I live in Fresno, California, and have a very healthy Kadota Fig tree in my back yard. There is nothing on the Internet describing how I care for this tree, so I am making this gallery available. I grew up on a farm near Modesto, where we grew and shipped fresh Kadota figs (~1950 - 1960) via rail to the midwest. The figs were packed in little wooden boxes packed by size. That industry died off, and apparently so did the method of cultivating the Kadotas.
I prune my tree heavily in winter, and thin it (remove new growth) in spring. This results in a tree loaded with fruit starting mid-August, with new fruit developing continuously until the weather gets too cold, about mid-October. I am not sure how well a Kadota tree pruned differently (or not pruned at all) will produce, but this method produces very well.
Climate: It is hot in summer, often 100 degrees F or more. It is unusual to have a high temp below 90 F. Winters are mild, with frosty nights between November and February, but almost never below 28 F. Killing frosts at 25 or below are seldom, but the Kadota seems to survive those without problems. This is the climate of the California's Great Central Valley (includes the Sacramento and San Joaquin valleys, from Bakersfield north to Redding)
Pruning: This is the trick that is so unique to this fig variety in this climate. The tree is grown close the ground. after several years, the branches should be horizontal, radiating out from the trunk. NEVER allow the Kadota to grow too tall to reach the fruit from the ground. In fact, the main limbs should not get higher than shoulder high. Optimum for the main branches is about waist-high. Once established, I prune radically every winter, after all the leaves have frozen and fallen. Prune all new growth back to 1 to 2 inches, leaving only two or three buds on a stub. Sometimes I'll remove the entire stub if there are too many in an area. And if I want to extend the main branch, I'll leave a horizontal branch 12-18 inches.
Thinning: New branches sprout from the short stubs in spring. About a third to half are ripped off -- easy to do when they are 6 to 18" tall. The point is to have one or two new branches growing up from last year's stub. All the fruit forms on these new branches. This fruit is known as "new crop" figs. Apparently an early crop on old growth will form if the tree is not pruned, or pruned differently. I have no experience with that. If I had more space, maybe I'd plant a second tree and let it grow unpruned to see the result.
Water: In the hot climate, the fig tree thrives on lots of water. I use drip irrigation, run 4 nights per week for about 150 minutes.
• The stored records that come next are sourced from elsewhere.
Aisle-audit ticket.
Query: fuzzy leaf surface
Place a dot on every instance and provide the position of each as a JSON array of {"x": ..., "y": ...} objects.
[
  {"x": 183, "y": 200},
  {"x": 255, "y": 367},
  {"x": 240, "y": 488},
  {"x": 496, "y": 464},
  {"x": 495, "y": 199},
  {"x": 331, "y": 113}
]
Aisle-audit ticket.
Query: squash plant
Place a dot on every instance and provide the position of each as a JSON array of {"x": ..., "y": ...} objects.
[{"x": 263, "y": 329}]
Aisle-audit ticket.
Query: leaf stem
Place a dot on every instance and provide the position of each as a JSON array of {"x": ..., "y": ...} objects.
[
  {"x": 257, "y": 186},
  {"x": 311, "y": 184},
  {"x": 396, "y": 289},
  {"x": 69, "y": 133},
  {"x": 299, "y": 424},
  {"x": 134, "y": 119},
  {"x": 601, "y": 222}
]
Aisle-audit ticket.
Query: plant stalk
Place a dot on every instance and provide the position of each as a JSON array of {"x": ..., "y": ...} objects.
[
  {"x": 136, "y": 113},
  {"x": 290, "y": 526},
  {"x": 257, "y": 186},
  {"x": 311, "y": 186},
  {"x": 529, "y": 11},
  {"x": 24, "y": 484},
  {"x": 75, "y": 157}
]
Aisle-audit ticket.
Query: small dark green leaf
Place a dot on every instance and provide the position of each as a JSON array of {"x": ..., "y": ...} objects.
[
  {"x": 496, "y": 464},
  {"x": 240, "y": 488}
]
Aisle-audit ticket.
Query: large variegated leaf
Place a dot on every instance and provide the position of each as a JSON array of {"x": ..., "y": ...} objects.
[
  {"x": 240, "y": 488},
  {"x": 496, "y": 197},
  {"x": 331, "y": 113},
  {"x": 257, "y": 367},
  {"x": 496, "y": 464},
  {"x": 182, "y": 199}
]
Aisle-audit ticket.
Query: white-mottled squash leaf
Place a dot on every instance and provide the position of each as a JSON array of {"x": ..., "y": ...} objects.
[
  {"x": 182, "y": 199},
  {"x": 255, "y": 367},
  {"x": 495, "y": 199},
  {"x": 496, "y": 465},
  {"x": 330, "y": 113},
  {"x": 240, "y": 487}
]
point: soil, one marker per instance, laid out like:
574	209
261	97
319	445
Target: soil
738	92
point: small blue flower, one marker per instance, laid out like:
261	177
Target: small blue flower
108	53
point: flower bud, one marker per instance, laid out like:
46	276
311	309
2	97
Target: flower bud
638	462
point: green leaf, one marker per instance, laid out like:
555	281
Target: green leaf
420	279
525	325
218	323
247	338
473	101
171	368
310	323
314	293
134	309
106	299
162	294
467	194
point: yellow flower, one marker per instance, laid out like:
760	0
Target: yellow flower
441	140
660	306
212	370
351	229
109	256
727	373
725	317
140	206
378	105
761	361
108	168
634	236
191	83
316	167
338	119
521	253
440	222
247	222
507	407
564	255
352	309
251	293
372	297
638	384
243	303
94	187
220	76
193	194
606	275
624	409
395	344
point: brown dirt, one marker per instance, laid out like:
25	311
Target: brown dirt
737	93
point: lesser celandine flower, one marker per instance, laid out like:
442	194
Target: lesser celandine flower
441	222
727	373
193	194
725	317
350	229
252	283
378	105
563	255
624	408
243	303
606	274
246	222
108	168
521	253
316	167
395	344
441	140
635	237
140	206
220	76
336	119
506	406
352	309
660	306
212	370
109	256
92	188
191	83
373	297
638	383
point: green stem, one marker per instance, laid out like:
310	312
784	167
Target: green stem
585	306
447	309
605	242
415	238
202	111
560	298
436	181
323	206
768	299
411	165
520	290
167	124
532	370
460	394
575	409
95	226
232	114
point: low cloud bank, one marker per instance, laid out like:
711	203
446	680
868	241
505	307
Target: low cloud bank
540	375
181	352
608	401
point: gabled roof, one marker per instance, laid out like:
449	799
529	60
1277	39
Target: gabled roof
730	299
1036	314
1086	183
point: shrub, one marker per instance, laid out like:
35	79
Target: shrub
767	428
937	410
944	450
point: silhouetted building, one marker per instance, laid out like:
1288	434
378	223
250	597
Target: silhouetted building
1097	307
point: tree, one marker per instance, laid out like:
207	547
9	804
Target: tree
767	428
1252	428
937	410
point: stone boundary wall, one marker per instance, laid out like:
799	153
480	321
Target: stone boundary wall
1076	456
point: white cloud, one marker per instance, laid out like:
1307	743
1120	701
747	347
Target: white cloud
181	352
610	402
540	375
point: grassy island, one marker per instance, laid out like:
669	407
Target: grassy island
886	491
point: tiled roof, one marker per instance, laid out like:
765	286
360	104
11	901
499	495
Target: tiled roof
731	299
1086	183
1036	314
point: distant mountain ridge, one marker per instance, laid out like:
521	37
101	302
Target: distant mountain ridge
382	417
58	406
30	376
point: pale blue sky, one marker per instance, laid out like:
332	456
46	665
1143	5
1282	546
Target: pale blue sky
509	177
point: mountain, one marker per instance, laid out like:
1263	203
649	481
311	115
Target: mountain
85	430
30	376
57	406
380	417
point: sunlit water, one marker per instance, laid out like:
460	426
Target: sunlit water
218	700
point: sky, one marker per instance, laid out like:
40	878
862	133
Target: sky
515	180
The tree is probably getting 40 gallons or so each watering. The soil is always damp under the tree, but never muddy. I use a rotating head drip sprinkler (~10 gph?) to disperse a circle probably about 10' in diameter, plus ~4 2-gph drippers.
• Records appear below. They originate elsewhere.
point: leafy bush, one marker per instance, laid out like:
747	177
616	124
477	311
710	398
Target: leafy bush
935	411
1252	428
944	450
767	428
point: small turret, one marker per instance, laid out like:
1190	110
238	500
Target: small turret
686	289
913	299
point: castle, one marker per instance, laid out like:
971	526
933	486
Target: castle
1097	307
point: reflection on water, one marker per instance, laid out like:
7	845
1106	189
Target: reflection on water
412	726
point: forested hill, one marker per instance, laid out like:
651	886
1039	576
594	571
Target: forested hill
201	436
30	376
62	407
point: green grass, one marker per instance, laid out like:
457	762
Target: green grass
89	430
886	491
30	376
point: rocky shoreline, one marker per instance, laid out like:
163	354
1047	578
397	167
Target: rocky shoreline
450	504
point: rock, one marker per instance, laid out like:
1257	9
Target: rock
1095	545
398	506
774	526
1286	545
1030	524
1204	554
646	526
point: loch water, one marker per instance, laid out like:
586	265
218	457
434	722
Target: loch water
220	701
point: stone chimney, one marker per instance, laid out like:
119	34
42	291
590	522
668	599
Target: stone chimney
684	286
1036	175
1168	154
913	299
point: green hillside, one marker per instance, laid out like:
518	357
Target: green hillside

I tried planting a black mission fig with this tree, with the trunks in the same hole, tightly together. I pruned the Black Mission the same way, but the figs were huge, with the bud opening large as it ripened, and bugs invaded. I finally cut it down since most fruit was destroyed by the bugs.
I spray the tree in the spring with left over copper-sulfate/dormant oil spray from my peach leaf-curl spray. I think this keeps the early fig rot problem down -- when the figs ripen in mid-August, in some years when I didn't use the fungicide, most fruit would get brown rot from the blossom opening.
If you have any questions or comments, please email me: firstname.lastname@example.org
Answering a question below: The tree was planted in 1995. As of 2014, it is thriving. Several of the horizontal branches have lowered, so I prop them at about 2' above ground.